There’s isn’t much that Betty Boothroyd hasn’t done. She was a chorus line dancer, a volunteer on JFK’s presidential campaign, a Congressional aide, a parliamentary researcher, a councillor, an MP, an MEP, a government whip, and of course Speaker of the House of Commons. The first and only female Speaker became iconic in the role, her frequent bellows of ‘order’ reducing Cabinet ministers and retired colonels to hushed schoolboys. She is also, to my knowledge, the only Speaker to appear on Live & Kicking or be a lifelong paragliding enthusiast.
5. Winnie Ewing
Matriarch of the most famous Ewing clan this side of the Mississippi, Winnie Ewing was not the first SNP MP but she was and arguably remains the most symbolic. Her victory in the 1967 Hamilton by-election put Scottish nationalism on the political agenda and forced Labour to take devolution seriously. Her declaration, ‘Stop the world, Scotland wants to get on’, is still quoted by Nationalists today. She was affectionately known as Madame Ecosse during her quarter century of service as an MEP and was later elected to the Scottish Parliament. She chaired the first session of the devolved legislature, opening with the words: ‘The Scottish Parliament, adjourned on the 25th day of March in the year 1707, is hereby reconvened.’

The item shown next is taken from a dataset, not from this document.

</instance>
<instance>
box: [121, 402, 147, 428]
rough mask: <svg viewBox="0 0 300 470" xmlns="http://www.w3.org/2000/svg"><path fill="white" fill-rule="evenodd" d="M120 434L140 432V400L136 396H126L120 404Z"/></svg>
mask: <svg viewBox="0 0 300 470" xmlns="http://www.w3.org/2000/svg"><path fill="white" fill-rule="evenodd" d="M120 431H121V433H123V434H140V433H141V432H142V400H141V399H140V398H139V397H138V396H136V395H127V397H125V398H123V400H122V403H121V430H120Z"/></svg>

It’s unforgivable that Horsbrugh has been forgotten. She was the first woman and the first Conservative woman to represent Dundee; the first woman to deliver an Humble Address; the first woman appointed to a Tory Cabinet; and the minister responsible for wartime evacuation and food. After the war, she was a delegate to the conference that led to the drafting of the UN Charter and later served as Minister for Education.
7. Mo Mowlam
For those under a certain age, it’s difficult to capture just how popular Mo Mowlam was. The warm, beating heart of 1990s Labour, Mowlam was as sharp as anyone around her but cultivated a public image that was relaxed, jocular, and straight-speaking. She was an unspun minister at the height of New Labour control freakery and the public loved her for it. It has become popular to claim involvement in the Northern Ireland peace process but Mowlam was actually there and really did help reach the Good Friday Agreement. Her personal life was often grim, including an alcoholic father and losing the love of her life to a drowning accident. While lecturing at Florida State University in the late Seventies, and with Ted Bundy stalking the campus, she narrowly escaped an attack by an assailant she later identified as the serial killer. She died from a brain tumour aged 55.
Phillips was prolific pamphleteer through the Independent Labour Party and the Fabian Society. Her relationship with feminism was similar to Jennie Lee’s; it was always a secondary consideration to socialism and class struggle. Even so, she became Labour’s inaugural chief women’s officer and was responsible for increasing the party’s female membership. Phillips was the first Australian woman elected to the House of Commons — 14 years before a woman was elected to the Australian House of Representatives — and was, as best as I can determine, the first Jewish woman to enter Parliament.
‘Red Ellen’ was a suffragette, Jarrow marcher, novelist, polemicist, a supporter of Spanish republicanism, and a scathing critic of appeasement. After the election of the 1945 Labour government, she became the first female Minister for Education, an office she held till her death two years later.
10. Jennie Lee
A Labour legend, Lee was first elected to Parliament for the Independent Labour Party in 1929, aged just 24. She went toe-to-toe with Churchill early on, earning the respect of the then Chancellor, and was a passionate supporter of the Republican cause in Spain. As Minister for the Arts, she was responsible for setting up the Open University and expanding the Arts Council. Her husband, Aneurin, also took an interest in politics.